Die Macht wird in Europa geteilt, weshalb sich auch kein Regierungschef für immer der Verantwortung entziehen kann. Es geht bei dieser Frage nicht um Belohnung oder Bestrafung. Wir hier am Wohnzimmertisch müssen uns von der Vorstellung trennen, dass Europas Zukunft von einer Politik aus Zuckerbrot und Peitschen gestaltet wird. Wir gemeinsam, nicht die Kommission oder die Verträge, bestimmen letztlich die Grenze zwischen Gut und Böse. Wir müssen die Regeln im großen roten Buch selbst schreiben und ein System gestalten, dass die Pflichten und Verantwortung fair verteilt. Dafür müssen wir uns von einem Politik-Verständnis lösen, das alte Bilder fortschreibt.

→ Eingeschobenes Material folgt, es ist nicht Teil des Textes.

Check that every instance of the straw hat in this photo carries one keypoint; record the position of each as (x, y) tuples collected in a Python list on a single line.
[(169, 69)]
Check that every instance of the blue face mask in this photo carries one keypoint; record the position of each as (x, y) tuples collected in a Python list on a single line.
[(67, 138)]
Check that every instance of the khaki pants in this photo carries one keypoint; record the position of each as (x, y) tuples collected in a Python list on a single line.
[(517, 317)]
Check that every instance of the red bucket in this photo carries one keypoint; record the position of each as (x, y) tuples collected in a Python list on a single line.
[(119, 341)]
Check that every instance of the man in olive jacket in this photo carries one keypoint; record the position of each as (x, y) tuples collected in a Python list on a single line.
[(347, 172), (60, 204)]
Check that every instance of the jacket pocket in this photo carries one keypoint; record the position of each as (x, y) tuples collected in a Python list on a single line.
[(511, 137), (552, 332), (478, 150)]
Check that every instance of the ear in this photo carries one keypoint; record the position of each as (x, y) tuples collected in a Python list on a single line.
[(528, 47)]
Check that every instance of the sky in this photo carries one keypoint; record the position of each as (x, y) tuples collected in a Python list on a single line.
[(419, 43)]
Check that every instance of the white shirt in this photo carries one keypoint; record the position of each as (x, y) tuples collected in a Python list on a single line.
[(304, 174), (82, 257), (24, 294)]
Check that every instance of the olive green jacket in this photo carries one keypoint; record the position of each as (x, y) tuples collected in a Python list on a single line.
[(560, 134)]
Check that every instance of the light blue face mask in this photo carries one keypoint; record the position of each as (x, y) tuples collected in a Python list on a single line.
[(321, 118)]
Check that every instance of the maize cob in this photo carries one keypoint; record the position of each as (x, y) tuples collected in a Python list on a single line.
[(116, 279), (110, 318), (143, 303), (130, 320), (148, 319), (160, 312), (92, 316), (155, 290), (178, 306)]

Ich war stolz als meine Nichte den Nikolaus-Stab tapfer in die Hand nahm und sich von den düsteren Gestalten neben ihr nicht einschüchtern ließ. Hin und wieder sollten wir uns auch als Erwachsene ein Beispiel nehmen und die „große Politik“ selbst in die Hand nehmen – etwa indem wir uns mehr für Europa und seine Menschen (und Politiker*innen) interessieren und uns trotz der Komplexität darüber informieren. Denn auch wenn wir uns für aufgeklärt halten mögen, unsere Demokratie hat noch viele Schritte der Entzauberung vor sich. Die Entzauberung des Krampus in Budapest ist einer davon.